В детстве с нами по соседству жил человек, которому жители квартала приносили на убой кроликов. Он ненавидел свою работу, но желающих заняться ею вместо него не было. Когда я проходил мимо его дома и видел вывешенные на стене сарая розовые тельца кроликов, он незаметно совал мне в руку или карман пакетик со сладостями. Он не хотел, чтобы я считал его плохим человеком, и с презрительной усмешкой отзывался о людях, которые желали видеть у себя на столе жаркое из крольчатины, а его вынуждали выполнять грязную работу. И я ему верил. Кто-то же должен был забивать кроликов — нельзя изменить то, что повелось с давних времен. И жители квартала поручили это делать ему, но это не значило, что у него не было сердца. Вот только у сладостей был привкус купленной симпатии, они как бы взывали о прощении грехов, но я все равно ими лакомился: считал своим долгом облегчить бремя этого мясника печального образа. Он не должен был чувствовать себя отверженным. И я подал Винсу руку, хотя меня охватила при этом дрожь. Но я не хотел, чтобы он, пусть головорез, считал себя отверженным нормальными людьми, человеческим обществом. Возможно, его поведение было только игрой, но я прочитал в его глазах нечто вроде благодарности. Его вынудили убивать, и отпущение грехов, полученное от меня, позволит ему делать это, не испытывая очень уж тяжких душевных мук. Кому из нас не приходилось или не приходится играть в своей жизни хоть в какую-нибудь игру!..
Едва они ушли, едва я вновь остался один, как тут же устыдился своих мыслей, устыдился тех дружеских чувств, которые испытал к этим бандитам, получив от них пару глотков воды. Продажными были даже мои чувства, а не только мысли, и я с отвращением взглянул на мутноватые бутылки из-под воды, на серый рыхлый хлеб — на ту цену, по которой продал себя.

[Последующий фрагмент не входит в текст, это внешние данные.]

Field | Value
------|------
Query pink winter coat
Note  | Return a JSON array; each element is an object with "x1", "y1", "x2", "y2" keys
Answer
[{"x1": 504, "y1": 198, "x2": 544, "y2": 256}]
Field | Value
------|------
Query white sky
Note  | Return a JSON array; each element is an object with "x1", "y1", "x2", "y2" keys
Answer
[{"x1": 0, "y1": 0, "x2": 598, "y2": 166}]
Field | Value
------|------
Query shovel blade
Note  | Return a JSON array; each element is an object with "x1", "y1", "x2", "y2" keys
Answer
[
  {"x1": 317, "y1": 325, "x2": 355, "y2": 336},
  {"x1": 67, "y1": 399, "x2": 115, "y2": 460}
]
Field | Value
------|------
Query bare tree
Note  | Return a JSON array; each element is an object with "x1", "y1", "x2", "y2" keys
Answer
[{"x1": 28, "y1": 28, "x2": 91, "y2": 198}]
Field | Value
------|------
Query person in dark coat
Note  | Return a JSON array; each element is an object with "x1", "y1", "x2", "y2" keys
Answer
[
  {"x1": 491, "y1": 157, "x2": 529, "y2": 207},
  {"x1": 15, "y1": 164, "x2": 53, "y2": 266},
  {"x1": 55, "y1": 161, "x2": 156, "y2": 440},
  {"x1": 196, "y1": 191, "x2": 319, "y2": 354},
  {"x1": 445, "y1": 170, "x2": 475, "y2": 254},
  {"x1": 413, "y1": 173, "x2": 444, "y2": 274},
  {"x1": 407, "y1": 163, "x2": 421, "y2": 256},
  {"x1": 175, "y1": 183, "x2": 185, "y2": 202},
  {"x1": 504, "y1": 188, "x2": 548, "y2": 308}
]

Казалось, даже мой сарыч избегал встреч со мной, часами сидя на своем суку. Когда я предложил ему колбасы, он лишь косо взглянул на меня, издав несколько недовольных звуков. Я заметил, как он окреп. Пожалуй, его можно было назвать даже упитанным, хотя в последнее время я ему почти ничего не давал. Крыло его, должно быть, выздоровело, и я ударил чем-то по стволу дерева, чтобы он взлетел и я мог бы это проверить. Но он, сделав всего два-три скачка, насеста не покинул.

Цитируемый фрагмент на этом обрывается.